Depuis le 28 février 2026, le détroit d’Ormuz, passage de 20 % du pétrole mondial, est devenu un théâtre de guerre. Entre le blocage sélectif imposé par l’Iran, les frappes américaines sur l’île de Kharg et la réponse des monarchies du Golfe, une nouvelle carte énergétique se dessine. Cette analyse détaille les routes de contournement, leur efficacité réelle, les projets d’avenir et les options militaires pour rouvrir le détroit.
1. Contexte : Un Détroit en Guerre
Depuis l’ouverture des hostilités entre les États-Unis/Israël et l’Iran, le détroit d’Ormuz est devenu une zone interdite. L’Iran a imposé un blocus sélectif, menaçant et attaquant les pétroliers, tout en laissant passer ceux à destination de la Chine et de l’Inde, alliés objectifs de Téhéran. Environ 350 pétroliers sont actuellement immobilisés dans la zone, et les exportations effectives de la région ne représentent plus qu’un tiers de leur niveau normal.
En réponse, Washington a frappé l’île de Kharg, plaque tournante de 90 % des exportations iraniennes, détruisant ses installations militaires de protection. L’administration Trump envisage désormais trois options : la conquête de Kharg, des convois escortés ou une opération terrestre massive.
2. Les Solutions de Contournement Existantes
A. L’Arabie Saoudite et l’Oléoduc Est-Ouest
Vieux de quatre décennies, l’oléoduc Est-Ouest (Petroline) relie les gisements orientaux à la mer Rouge.
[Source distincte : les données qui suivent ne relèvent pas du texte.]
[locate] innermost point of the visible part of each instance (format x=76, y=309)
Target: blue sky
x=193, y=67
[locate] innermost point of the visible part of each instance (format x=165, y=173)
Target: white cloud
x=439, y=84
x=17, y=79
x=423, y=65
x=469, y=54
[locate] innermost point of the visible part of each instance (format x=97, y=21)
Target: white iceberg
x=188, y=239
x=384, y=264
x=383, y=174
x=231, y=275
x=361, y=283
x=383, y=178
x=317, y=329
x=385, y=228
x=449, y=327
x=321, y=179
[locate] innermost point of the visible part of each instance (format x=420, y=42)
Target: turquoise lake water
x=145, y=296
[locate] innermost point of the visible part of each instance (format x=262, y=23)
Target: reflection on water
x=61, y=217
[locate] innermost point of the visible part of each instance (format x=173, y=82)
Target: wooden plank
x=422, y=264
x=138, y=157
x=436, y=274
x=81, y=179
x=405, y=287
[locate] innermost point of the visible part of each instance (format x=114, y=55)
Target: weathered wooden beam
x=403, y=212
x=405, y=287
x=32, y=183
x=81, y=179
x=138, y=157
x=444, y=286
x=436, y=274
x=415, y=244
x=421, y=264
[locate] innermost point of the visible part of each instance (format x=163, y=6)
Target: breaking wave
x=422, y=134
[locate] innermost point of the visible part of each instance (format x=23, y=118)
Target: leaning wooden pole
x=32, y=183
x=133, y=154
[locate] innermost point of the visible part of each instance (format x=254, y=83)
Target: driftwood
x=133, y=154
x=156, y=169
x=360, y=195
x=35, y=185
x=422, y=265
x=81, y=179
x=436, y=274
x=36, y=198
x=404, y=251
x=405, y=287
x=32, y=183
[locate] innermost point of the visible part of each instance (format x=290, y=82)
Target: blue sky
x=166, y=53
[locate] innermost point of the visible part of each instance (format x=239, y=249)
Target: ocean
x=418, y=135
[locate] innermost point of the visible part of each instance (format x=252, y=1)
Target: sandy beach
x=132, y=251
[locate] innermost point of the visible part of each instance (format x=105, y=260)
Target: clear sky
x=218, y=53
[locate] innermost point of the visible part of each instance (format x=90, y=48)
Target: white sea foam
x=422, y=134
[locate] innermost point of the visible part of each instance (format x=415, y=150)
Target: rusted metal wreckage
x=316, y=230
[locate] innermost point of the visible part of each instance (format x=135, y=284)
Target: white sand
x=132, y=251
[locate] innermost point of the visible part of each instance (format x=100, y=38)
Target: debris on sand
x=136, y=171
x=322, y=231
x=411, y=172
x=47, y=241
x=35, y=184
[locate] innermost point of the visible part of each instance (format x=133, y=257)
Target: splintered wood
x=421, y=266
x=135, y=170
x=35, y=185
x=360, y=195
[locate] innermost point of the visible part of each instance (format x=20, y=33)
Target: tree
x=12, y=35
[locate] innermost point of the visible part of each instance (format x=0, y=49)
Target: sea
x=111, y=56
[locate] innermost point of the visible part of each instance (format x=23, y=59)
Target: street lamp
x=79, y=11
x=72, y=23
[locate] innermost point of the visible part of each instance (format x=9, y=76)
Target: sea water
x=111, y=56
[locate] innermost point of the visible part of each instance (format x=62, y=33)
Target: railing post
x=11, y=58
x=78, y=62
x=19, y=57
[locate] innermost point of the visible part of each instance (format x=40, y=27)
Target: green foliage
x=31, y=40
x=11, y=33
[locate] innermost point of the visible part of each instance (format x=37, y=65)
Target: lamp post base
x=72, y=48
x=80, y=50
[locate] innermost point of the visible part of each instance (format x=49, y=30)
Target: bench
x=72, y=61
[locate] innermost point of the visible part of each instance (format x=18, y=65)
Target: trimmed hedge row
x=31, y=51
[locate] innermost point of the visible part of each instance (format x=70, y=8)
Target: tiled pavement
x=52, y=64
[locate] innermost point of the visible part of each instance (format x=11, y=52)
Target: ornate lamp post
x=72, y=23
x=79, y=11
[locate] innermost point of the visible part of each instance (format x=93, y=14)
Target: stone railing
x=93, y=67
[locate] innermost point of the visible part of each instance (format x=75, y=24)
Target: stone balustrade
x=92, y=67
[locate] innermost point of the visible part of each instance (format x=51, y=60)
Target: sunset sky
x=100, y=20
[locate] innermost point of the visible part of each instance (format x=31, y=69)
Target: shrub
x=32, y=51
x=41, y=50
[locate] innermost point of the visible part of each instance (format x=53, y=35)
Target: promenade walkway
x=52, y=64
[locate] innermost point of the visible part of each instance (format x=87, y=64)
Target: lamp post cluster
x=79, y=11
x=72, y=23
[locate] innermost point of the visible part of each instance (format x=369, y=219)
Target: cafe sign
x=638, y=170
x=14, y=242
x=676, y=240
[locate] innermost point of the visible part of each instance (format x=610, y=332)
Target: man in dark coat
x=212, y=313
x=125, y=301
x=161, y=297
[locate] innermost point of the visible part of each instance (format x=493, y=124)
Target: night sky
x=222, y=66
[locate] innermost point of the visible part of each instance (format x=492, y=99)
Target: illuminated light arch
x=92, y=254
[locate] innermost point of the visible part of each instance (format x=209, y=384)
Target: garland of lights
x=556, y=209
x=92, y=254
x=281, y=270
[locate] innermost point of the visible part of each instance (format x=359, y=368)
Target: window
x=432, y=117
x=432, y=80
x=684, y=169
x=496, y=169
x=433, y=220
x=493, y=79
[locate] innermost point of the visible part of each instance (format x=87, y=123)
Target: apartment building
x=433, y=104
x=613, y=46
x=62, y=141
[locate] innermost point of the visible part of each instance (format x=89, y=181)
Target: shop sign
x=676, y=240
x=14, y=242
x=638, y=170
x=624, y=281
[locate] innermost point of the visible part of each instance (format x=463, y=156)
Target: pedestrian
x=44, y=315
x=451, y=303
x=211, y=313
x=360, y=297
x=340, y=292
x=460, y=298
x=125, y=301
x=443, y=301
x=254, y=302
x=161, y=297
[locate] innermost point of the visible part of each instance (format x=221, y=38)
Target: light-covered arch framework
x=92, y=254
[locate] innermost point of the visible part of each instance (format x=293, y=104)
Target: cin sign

Long de 1 200 km, il peut transporter jusqu’à 7 millions de barils par jour (Mb/j).
| Indicateur | Avant crise (fév. 2026) | Depuis le 9 mars 2026 | Capacité max |
|---|---|---|---|
| Flux via l’oléoduc | 1,7 Mb/j (2025) | 5,9 Mb/j (record) | 7,0 Mb/j |
| Exportations depuis Yanbu | ~1,4 Mb/j | ~4,19 Mb/j (moy. 5 jours) | ~5,0 Mb/j (exportable) |
| Tankers en attente à Yanbu | Quelques-uns | 32+ VLCC et Suezmax | En augmentation |
Les tankers chinois, notamment le New Vista et le Kai Jing, sont parmi les premiers à utiliser cette route pour charger à Yanbu. La plateforme de suivi Myvessel indique que le New Vista, après avoir renoncé à franchir Ormuz le 1er mars, a fait route vers la mer Rouge et a appareillé le 13 mars pour la Chine.
B. Les Émirats Arabes Unis et le Pipeline Habshan-Fujaïrah
Cette infrastructure permet d’exporter depuis l’océan Indien via le port de Fujaïrah, évitant ainsi Ormuz. Cependant, Fujaïrah a été attaqué par des drones et missiles iraniens, ce qui limite sa fiabilité.
- Capacité : 1,8 Mb/j (contre 1,5 Mb/j en temps normal).
- Débit récent : 1,6 à 1,8 Mb/j depuis début mars.
- Limite : Le port reste sous la menace, et les volumes sont bien inférieurs aux besoins.